The culling of more than 1,200 public sector jobs in the next financial year on top of significant job cuts last year could pull the rug out from under Canberra’s property market, according to Australian Property Monitors’ Andrew Wilson.
“Given what’s happened in the Budget [this week], there’s really no blue sky ahead for [Canberra’s] market in terms of increased activity in the public service,” Dr Wilson told Smart Property Investment.
“With cost cutting and public sector services being looked at very carefully, I think there’s going to be a continuance of that reduction in economic growth or economic activity in Canberra which will work its way through into the housing market.”
According to ACT Opposition leader Jeremy Hanson, almost 3,000 jobs were lost in the six months to December 2012, with the full extent of the job cuts unclear.
The ACT’s high unemployment rate, currently sitting at 4.6 per cent, according to the Australian Bureau of Statistics, was identified as one reason for the stalling of house price growth.
Dr Wilson said the recent rate cuts are, however, not enough to drive the market.
“Nothing impacts a housing market more than unemployment.

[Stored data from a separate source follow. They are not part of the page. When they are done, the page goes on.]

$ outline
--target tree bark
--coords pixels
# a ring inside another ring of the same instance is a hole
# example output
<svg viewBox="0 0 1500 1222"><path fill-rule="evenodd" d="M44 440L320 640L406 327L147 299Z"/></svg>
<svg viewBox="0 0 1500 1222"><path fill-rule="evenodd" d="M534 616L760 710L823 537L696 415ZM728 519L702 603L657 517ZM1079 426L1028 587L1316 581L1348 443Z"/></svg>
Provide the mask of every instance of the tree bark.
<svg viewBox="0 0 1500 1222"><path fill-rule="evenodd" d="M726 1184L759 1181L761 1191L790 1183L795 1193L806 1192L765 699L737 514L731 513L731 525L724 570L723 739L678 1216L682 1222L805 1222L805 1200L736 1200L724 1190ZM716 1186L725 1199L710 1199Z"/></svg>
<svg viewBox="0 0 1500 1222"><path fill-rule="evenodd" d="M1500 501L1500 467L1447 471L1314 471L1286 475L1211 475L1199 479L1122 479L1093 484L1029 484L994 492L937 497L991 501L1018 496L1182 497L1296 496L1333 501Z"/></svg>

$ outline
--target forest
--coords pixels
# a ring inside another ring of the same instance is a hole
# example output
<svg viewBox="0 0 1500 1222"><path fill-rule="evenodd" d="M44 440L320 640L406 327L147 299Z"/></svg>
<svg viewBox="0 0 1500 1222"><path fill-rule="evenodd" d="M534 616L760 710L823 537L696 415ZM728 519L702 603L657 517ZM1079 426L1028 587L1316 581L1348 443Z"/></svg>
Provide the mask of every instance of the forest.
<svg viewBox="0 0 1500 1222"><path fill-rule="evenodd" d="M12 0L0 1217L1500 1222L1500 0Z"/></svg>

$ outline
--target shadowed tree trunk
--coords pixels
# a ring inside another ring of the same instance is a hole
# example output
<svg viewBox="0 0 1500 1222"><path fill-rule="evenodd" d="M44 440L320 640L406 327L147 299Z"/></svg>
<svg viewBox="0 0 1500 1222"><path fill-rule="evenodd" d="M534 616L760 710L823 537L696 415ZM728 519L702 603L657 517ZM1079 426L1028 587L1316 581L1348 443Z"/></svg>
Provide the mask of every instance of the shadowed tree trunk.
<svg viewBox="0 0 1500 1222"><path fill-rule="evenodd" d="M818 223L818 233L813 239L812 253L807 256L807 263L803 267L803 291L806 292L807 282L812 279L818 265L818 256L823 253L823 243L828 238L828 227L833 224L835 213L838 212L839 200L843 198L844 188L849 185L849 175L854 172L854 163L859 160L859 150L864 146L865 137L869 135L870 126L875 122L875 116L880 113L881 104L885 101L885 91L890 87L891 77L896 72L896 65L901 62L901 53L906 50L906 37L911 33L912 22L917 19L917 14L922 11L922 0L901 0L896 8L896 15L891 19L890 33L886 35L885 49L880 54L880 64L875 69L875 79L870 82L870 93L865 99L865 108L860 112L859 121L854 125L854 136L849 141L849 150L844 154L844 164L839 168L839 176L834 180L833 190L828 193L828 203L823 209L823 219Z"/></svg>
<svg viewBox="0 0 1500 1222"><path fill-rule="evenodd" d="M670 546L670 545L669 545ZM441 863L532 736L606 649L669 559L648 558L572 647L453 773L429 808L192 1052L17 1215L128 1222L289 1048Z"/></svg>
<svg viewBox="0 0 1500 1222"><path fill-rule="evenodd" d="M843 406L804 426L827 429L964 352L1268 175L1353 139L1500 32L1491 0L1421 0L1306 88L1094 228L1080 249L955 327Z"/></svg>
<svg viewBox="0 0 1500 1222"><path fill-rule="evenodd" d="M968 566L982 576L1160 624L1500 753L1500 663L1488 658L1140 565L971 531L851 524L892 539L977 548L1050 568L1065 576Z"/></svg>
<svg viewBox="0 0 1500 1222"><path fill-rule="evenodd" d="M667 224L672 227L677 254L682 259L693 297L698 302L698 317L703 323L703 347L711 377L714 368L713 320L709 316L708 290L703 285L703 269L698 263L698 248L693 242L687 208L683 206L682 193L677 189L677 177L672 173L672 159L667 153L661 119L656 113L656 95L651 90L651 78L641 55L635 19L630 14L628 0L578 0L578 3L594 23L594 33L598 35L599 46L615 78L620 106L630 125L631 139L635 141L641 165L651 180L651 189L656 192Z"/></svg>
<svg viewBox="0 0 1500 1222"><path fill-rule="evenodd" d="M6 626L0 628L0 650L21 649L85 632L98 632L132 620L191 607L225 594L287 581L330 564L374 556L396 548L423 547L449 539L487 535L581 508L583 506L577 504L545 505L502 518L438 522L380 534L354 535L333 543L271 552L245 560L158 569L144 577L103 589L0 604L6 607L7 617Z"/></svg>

There’s not much you can do with low interest rates if you don’t have a job,” he said.
“You’re [caught] between a rock and a hard place. House prices are rising, interest rates are low, but you still [need] a deposit to move in.”
However, it’s not all doom and gloom.
David Woolford, managing director at Cushman & Wakefield Australia, applauded the federal government’s commitment to infrastructure investment, adding that it’s a positive for the property sector. However, the benefits might come at the expense of opportunities elsewhere.
“On one hand we commend the government for pushing ahead with an array of important infrastructure projects in cities and regional locations in the face of a significant deficit; on the other we are concerned about the long-term timing of some of these projects,” Mr Woolford said.
“Additionally, it is a concern that a corresponding commitment to improving housing supply was not apparently forthcoming.”
As the housing market is a critical driver of the broader economy, Mr Woolford believes the ongoing issues of housing and affordability need to be addressed.